Like a barrage of end-of-semester term papers, media companies filed their year-end financial 10K reports to the Securities & Exchange Commission by the Monday deadline. In the process, Time Warner and Viacom revealed a few awkward tidbits that may give investors pause.
The hefty documents often disclose in writing what executives omit or gloss over in their quarterly earnings calls.
Time Warner, in its 221-page filing, inserted a strong dose of caution about online service AOL, noting the slow erosion of its subscriber base will continue, exacerbated by aggressive competition from rival broadband dial-up Internet service providers.
In its 10K, company noted last year’s “transition” at AOL, which saw total U.S. subs fall by 2.2 million to 24.3 million, will continue in 2004.
America Online continues to be the weakest link for Time Warner, and in its filing, the company noted that if America Online is unsuccessful in its efforts to turn around its business, Time Warner’s financial condition could be “adversely affected.” With its primary dial-up service caught in the middle between discount ISPs like NetZero and broadband offerings from telcos and cable providers, the total number of AOL subscribers declined in 2003 from 26.5 million to 24.3 million, a process the company euphemistically explained by saying, “AOL’s subscription trends have been in transition.”
Division’s main hopes for growth are pinned on premium services that allow users to connect to AOL on top of broadband service provided by others. This “bring your own access” plan is priced significantly cheaper than the regular AOL service, however.
The trend doesn’t bode well for AOL’s bottom line, as Time Warner admitted in its 10K: “The company anticipates that this decline in its narrowband subscriber base will likely continue. … In addition, the movement toward AOL broadband services could negatively impact future results of operations due to lower average pricing on broadband services than for narrowband services.”
Revenues are not being helped by an online advertising slump, which plunged from $1.3 billion in 2002 to $787 million in 2003, a reversal of the upward trend seen by competitors such as Yahoo!
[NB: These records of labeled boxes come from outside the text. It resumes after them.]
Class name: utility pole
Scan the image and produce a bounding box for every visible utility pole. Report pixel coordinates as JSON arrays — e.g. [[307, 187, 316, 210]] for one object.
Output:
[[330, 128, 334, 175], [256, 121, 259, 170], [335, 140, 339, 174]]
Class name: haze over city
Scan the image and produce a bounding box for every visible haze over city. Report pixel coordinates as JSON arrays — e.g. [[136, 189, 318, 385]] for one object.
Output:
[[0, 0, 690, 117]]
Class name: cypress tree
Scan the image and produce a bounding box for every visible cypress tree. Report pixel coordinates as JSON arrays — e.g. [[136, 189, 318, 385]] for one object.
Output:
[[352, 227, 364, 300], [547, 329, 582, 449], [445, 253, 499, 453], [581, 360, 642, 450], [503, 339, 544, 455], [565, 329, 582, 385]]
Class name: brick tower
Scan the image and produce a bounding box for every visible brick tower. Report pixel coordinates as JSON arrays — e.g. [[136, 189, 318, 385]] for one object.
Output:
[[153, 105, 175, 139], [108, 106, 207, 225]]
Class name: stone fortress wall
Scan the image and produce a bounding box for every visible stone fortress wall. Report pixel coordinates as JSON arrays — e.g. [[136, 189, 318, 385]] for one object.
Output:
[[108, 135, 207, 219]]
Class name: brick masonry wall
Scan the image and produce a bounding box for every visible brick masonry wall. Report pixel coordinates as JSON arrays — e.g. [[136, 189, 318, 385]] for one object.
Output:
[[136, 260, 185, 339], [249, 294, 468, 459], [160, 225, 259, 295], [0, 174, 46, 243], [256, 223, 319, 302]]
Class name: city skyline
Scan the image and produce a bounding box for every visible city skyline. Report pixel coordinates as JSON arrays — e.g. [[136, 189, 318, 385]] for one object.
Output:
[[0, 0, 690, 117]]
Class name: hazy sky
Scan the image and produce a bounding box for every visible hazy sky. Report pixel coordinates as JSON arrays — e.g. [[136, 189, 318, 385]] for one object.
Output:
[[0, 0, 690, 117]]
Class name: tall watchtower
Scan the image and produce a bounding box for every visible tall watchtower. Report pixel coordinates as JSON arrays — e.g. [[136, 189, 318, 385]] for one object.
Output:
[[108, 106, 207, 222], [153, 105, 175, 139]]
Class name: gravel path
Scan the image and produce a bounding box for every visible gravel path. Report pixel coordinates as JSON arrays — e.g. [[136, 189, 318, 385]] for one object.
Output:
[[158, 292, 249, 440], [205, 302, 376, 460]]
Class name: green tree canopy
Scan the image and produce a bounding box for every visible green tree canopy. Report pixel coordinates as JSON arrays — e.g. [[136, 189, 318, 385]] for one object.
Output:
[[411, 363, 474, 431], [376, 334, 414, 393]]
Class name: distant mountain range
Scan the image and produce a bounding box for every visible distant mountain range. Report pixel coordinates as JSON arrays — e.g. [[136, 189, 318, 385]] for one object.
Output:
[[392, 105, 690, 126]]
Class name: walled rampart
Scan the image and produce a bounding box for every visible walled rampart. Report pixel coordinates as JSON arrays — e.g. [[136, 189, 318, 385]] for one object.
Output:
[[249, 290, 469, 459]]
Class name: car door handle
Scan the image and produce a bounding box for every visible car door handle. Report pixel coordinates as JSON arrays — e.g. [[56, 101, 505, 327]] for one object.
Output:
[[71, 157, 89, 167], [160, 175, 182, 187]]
Company attributed the decline in part to the end of a number of long-term contracts it had with marketers, a practice that flourished during the dot-com boom but is rare now that advertisers have significantly more power. The only advertising bright spot came from AOL’s relationship with Google, which produced $200 million in search-related marketing revenue in 2003, up from $35 million in 2002.
Viacom admits cash-flow slowdown
Viacom, in its 360-page tome, revealed that cash flow may grow less than 10% this year.
The slowdown, which Fulcrum analyst Rich Greenfield believes will put extra short-term pressure on Viacom’s already slow-growing stock, is largely due to higher-than-expected capital expenditures at Blockbuster and a 2004 tax bill that could be $500 million-$700 million higher than last year’s.
Fulcrum reckons the 31% increase in capital spending plus the bigger tax hit could leave Viacom with relatively flat free cash flow of just under $3 billion. In 2003, Viacom reported free cash up a hefty 15% from 2002.